Le site internet du DHS est très souvent consulté et rend déjà des services inestimables aux chercheurs. Hélas, ce site ne nous livre que les textes des articles et ne rend donc pas pleine justice à la cathédrale de papier. Car, de même que les églises moyenâgeuses étaient ornées de fresques colorées, la cathédrale de papier est richement décorée. L’illustration de l’ouvrage est, à proprement parler, extraordinaire. Elle est abondante et de qualité.

Les spécialistes ont largement puisé à toutes les sources pour la réaliser : plans anciens, représentations picturales des villes et des campagnes à différentes époques, affiches, photographies d’usines ou d’ateliers. Ils ont reproduit des documents variés, des lettres autographes, des caricatures ou la fiche mensuelle d’un chômeur. Les Genevois découvriront avec intérêt les premières bandes dessinées, celle de Toepfer, les Tessinois un autographe de Botta, ou le poignant ex voto envoyé en 1856 à la Madona de Sasso de Locarno par des émigrants vers l’Australie, sauvés d’une forte tempête.

Les illustrateurs n’en sont pas restés à la simple reproduction. Ils ont produit de très nombreux documents du plus haut intérêt: cartes nombreuses, schémas explicatifs des systèmes de gouvernement des villes et des cantons de l’Ancien Régime, par exemple. Les Genevois admireront le schéma expliquant la structure de leur gouvernement à la fin de l’Ancien Régime. Ceux d’entre nous que l’histoire économique intéresse feront leur miel des tableaux expliquant les assolements, les jachères ou la balance commerciale de la Suisse de 1886 à 1899.

Une œuvre d’une grande richesse

Pour prendre conscience de la richesse de notre cathédrale de papier, il faut en feuilleter les volumes. Ce n’est pas perdre son temps que de se rendre dans une bibliothèque qui en possède une série et de les consulter. J’ai la chance de posséder l’édition française et je fais parfois une amusante expérience. Je montre l’un des tomes à mes amis et ils ont bien de la peine à s’en extraire.
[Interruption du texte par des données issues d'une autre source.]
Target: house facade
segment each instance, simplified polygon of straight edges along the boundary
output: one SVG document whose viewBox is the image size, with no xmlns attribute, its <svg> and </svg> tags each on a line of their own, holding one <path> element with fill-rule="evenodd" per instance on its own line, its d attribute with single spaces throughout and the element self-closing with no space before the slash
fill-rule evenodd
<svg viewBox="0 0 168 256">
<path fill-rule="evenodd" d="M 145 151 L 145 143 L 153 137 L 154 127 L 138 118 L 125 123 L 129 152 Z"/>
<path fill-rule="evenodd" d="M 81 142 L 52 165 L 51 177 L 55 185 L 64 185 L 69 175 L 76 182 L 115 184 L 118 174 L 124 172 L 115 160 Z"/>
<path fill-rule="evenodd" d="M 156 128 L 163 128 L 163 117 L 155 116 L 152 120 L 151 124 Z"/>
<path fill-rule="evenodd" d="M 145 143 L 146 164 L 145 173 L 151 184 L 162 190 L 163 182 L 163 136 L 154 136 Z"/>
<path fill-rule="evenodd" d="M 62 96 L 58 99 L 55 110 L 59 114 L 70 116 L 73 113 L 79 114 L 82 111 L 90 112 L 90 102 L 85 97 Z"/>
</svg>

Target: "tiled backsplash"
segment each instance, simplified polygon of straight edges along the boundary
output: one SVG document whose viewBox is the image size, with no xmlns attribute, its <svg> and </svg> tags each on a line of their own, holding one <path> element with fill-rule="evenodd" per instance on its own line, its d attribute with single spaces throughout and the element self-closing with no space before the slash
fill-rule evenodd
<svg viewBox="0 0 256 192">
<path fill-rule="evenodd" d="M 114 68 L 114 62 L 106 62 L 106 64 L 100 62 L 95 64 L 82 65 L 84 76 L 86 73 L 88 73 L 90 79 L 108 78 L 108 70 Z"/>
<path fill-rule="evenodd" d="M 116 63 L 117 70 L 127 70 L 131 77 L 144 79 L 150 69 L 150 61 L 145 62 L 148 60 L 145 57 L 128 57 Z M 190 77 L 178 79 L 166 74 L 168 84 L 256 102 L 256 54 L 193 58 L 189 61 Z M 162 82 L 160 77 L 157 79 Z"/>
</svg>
Feuilleter un volume, comme je le fais souvent, c’est s’embarquer pour un voyage à rebondissements multiples dans le passé.

Le dictionnaire est un incomparable instrument de recherche pour qui s’intéresse à l’histoire religieuse de la Suisse. Le découpage de l’ouvrage permet de très nombreuses entrées à ce sujet. Citons pour ce qui concerne l’histoire des réformés, les biographies de Calvin et de Zwingli et les excellents articles consacrés au calvinisme et au zwinglianisme qui proposent un état de la question complet sur la vie parfois difficile du protestantisme réformé en Suisse.

L’archivage informatique pose déjà aujourd’hui de lourds problèmes. Les fichiers doivent sans cesse être remis à jour, ils peuvent au cours du temps être hackerisés, modifiés ou effacés. Ils sont perpétuellement menacés. Le papier paradoxalement est plus sûr que la toile.

C’est pourquoi, en 30 ans, sous la direction d’un maître architecte, encadrés par de très nombreux contremaîtres et spécialistes de divers arts et métiers, 2’500 ouvriers ont édifié cette superbe cathédrale de papier qu’est le «Dictionnaire historique de la Suisse». Elle bravera les siècles, et tant qu’il y aura des Suisses, témoignera du savoir-faire de ses bâtisseurs. La visite de cet édifice est un enchantement, elle réserve de merveilleuses surprises. Laissez-vous tenter.